2019年02月14日 00時05分02秒 | テレビ番組
いよいよシーズン4ラストです。
最後のカタルシスはなかなかです。


<ネタバレあり>


第9話「フーリー・コン」<原題:Hooli-Con>

FGIのデータをフーリー・コンに来場した観客たちのスマホに移す。
これを実現するため、ディネシュが服役中のミアから教わった方法が”パイナップル”を会場に設置してWi-Fiの中継を乗っ取り偽のサイトに接続させて、自分たちのアプリをフーリーコン・アプリに見せかけてダウンロードさせるという手段でした。
このやり方にジャレッドが猛反対するも、リチャードは聞く耳を持ちません。

アーリックはギャビンから届いた手紙を頼りにチベットへ旅立ちました。

フーリー・コンの会場で12基のパイナップルを設置していくギルフォイルとディネシュ。しかしリチャードが、元カノ・ウィニーの彼氏のPCに施したいたずらがきっかけとなって運営側が会場の調査に乗り出しパイナップルはすべて撤去されてしまいました。
おまけにギルフォイルはキーナンから、契約はリチャードの方から断ってきたという事実を聞きます。
結局パイナップルがリチャードの仕業だとばれて運営につかまってしまいますが、フーバーは彼らを見逃します。かつてギャビンが血液提供者に騙されて傷心していた時、リチャードが元気づけたことに恩義を感じているようでした。
こうして無事、目標を上回る台数んbbにアプリをダウンロードすることができ、FGIのデータはスマホに移されました。

フーリー・コンの基調講演はジャック・バーカーとキーナンによるVRのデモです。
フーリーフォンのOSを最新版にアップデートすることで実装されたVR機能がゴーグルと連動してVRを見せるというプロダクトです。
このためにジャックは、4日前に20億以上かけてOSをアップデートしたのでした。

一斉にVRを起動させる観客たち。しかし会場のいたるところで観客たちのフーリーフォンが発火しだしました。
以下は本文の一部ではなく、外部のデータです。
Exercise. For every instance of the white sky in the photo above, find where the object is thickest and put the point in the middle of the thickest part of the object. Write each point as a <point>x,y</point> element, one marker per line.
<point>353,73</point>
リチャードたちが行なったのは中間者攻撃と呼ばれる手法です。Wi-Fi Pineappleを知らずに接続してしまうと、端末からサーバへ送った情報(たとえばユーザIDやパスワード、カード情報など)を悪意ある設置者に抜き取られます。
リチャードが、使わなくなったアプリとしてあげたヒップスタマティック(Hipstamatic)はカメラアプリです。
フーリー・コンの会場には実在の企業の看板が多数登場します。入口にデカデカと掲げられていたのはEquinixというデータセンターの運営会社です。
その後ろにあったFLIRはフリアーシステムズという赤外線カメラの会社、Camoramaはカメラアプリ、misfitはウェラブル端末、mophieはモバイルバッテリーです。
パイド・パイパーのブースの横にあったJerry Harveyは高級オーディオ機器のメーカーです。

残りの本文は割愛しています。